His last appearance was at the performance of his Symphony No. 4.
His final resting place is in the Vienna Central Cemetery in an area reserved for dignitaries.
Beethoven, Schubert, Johann Strauss, and Arnold Schoenberg are all buried at the same cemetery, which also includes a memorial to Mozart.
10. He Gave Up Composing at 57 years old
By the time he was 57 years old, Brahms was ready to give up composing.
He told a friend that he “…had achieved enough; here I had before me a carefree old age and could enjoy it in peace.”
Brahms had difficulty keeping his word and produced several masterpieces late in life, including his Clarinet Sonatas, Trio, and Quintet.

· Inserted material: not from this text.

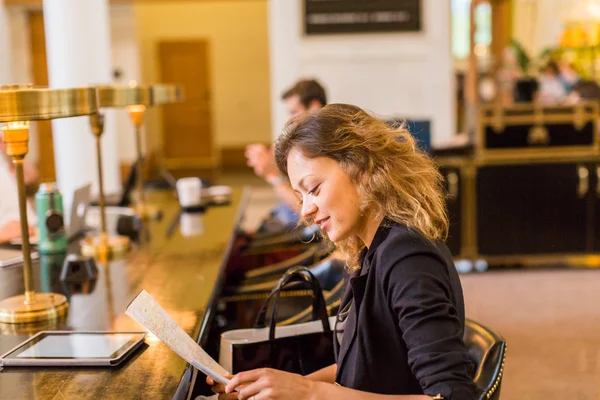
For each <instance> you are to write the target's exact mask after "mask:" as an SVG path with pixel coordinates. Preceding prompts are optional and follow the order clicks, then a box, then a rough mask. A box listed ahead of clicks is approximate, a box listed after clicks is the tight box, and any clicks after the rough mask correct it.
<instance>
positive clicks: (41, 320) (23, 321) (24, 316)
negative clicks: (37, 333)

11. He Loved the Great Outdoors
Brahms often took long walks in nature when he wasn’t touring for concerns.
He enjoyed vacationing in Switzerland and Italy to get away alone and compose away from everyday distractions.
He’d go to a circus and loved merry-go-rounds.
He was a child at heart and took candy with him on his walks to share with the kids in his neighborhood.
Brahms produced various piano sonatas, over 200 lieders, several string ensembles, and chamber pieces during his long career.
Although he was well-known for his temper, he also had a giving side.
Brahms became one of the three Bs, Bach, Beethoven, and Brahms, forever cementing his legacy as one of history’s greatest composers.